On a bien du mal à imaginer, français biberonnés à la Comtesse de Ségur et à Hector Malot, l'importance qu'a le Dr Seuss dans la culture populaire américaine. Le larron, dont la prose fleurie ferait presque passer Lewis Caroll pour Georges Bernanos (j'ai dit "presque" !) et Roald Dahl pour Marguerite Duras, n'arrive en effet jusqu'à nous qu'au travers des adaptations cinématographiques qu'il a inspiré: Grinch, Chat Chapeauté, Horton et Lorax vinrent à nos yeux incrédules sans que la vibration profonde, identitaire et générationnelle des oeuvres ici illustrées ne nous touche jamais vraiment. De l'américano-américain quoi. Du Thanksgiving pour Bibliothèque Rose.
Lassé des leçons de piano que lui impose sa mère, le jeune Bart s’endort en faisant ses gammes. Aussitôt, il se retrouve dans une mystérieuse cité sur laquelle règne l’effrayant Dr. T. Bart comprend que le tyran retient sa mère sous son emprise magique et qu’il a capturé 500 enfants pour interpréter un gigantesque concerto. Il va alors tout mettre en œuvre pour déjouer les plans du Dr. T…
Unique production à laquelle l'auteur participa véritablement (scénario et lyrics des chansons), Les 5000 Doigts du Dr T ne l'encouragèrent pas à réitérer l'expérience*, le film ayant été, à l'époque, un bide retentissant.
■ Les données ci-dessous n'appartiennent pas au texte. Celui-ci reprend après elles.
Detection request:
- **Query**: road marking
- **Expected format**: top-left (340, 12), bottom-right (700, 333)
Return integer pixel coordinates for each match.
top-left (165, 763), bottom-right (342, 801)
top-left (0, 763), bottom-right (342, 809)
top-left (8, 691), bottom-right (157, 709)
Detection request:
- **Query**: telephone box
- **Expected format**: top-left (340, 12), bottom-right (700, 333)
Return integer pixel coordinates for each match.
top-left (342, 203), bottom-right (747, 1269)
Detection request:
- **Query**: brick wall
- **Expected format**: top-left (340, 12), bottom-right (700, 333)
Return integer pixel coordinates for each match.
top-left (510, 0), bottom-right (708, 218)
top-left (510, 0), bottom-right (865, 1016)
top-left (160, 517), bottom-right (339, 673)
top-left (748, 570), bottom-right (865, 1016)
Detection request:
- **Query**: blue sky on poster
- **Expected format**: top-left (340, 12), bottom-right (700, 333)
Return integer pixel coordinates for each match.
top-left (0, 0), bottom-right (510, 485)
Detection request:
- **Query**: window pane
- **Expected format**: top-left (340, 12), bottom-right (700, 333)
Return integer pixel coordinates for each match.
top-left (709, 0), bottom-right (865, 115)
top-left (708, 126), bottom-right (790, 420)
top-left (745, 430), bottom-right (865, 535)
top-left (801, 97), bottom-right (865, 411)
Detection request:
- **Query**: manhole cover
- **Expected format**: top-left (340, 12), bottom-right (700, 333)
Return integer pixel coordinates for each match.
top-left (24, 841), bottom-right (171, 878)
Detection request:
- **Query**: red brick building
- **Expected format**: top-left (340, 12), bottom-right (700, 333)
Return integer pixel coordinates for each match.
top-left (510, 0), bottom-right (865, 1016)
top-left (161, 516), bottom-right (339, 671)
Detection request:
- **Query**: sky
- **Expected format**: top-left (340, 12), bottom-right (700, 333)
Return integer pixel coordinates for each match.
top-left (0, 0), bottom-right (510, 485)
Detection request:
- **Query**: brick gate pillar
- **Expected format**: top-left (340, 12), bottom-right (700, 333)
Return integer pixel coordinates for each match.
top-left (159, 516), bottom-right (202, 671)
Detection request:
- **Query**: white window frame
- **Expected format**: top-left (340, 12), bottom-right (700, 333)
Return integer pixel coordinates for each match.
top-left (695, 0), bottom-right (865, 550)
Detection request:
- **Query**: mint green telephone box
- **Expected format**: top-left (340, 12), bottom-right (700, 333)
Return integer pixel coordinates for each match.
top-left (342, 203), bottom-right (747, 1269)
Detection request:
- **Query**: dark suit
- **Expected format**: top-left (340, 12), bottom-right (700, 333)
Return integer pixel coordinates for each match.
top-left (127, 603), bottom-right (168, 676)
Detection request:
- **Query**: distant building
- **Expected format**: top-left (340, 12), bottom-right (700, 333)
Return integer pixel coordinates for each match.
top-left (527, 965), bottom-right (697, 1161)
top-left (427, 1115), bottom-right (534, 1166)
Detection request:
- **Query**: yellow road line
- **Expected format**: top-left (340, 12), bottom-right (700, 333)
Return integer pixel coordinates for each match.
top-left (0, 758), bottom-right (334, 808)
Culte depuis, mais un bide alors (what a shame !).
Est-ce le furieux hybride de l'entreprise qui dérouta, l'inquiétude derrière le conte moderne, la subversion derrière la rêverie, la noirceur sous le technicolor ?
Car Dr T, entre comédie musicale overtherainbowesque et film de SF parano, ne manque pas, derrière ses couleurs criardes (et faussement naïves) et ses décors expressionnistes, d'avancer des métaphores et d'embrasser des thématiques qui compilent bien l'angoisse quotidienne du début des 50's. Allusions au camps de concentration (le Dr T emprisonne tous les non piano players, considérés comme des sous-musiciens) autant que piques contre le communisme** (le plombier qui refuse d'être un rouage de la machine), mais aussi terreurs nucléaires (le final champignoneux) et, pour revenir à hauteur d'enfant, rébellion, refus de s'en laisser compter aveuglément par le monde adulte, sont parmi les motifs qu'égraine le film sous couvert d'un onirisme doucettement délirant. Ce n'est pas tant le cheminement initiatique habituel du petit héros que déroule alors le film mais plutôt un triste tableau du monde de l'immédiat après-guerre dans lequel il doit grandir (sans père d'ailleurs, mort sur les plages d'Omaha ?)
Jouant tantôt sur des registres aliciens (non-sens des contraires up/down, in/out, etc.) tantôt sur des tonalités plus scabreuses (l'ascenseur du dongeon, dont le liftier énonce les spécialités de chaque étage, comme dans un grand magasin***,) le titre ne cesse de solliciter les sens et l'esprit, mais aussi la perverse contradiction, sans permettre qu'on soit jamais anesthésié par les ritournelles (très bonnes, signées Hollander et Salter) régulièrement entonnées tout au long des 88 mn.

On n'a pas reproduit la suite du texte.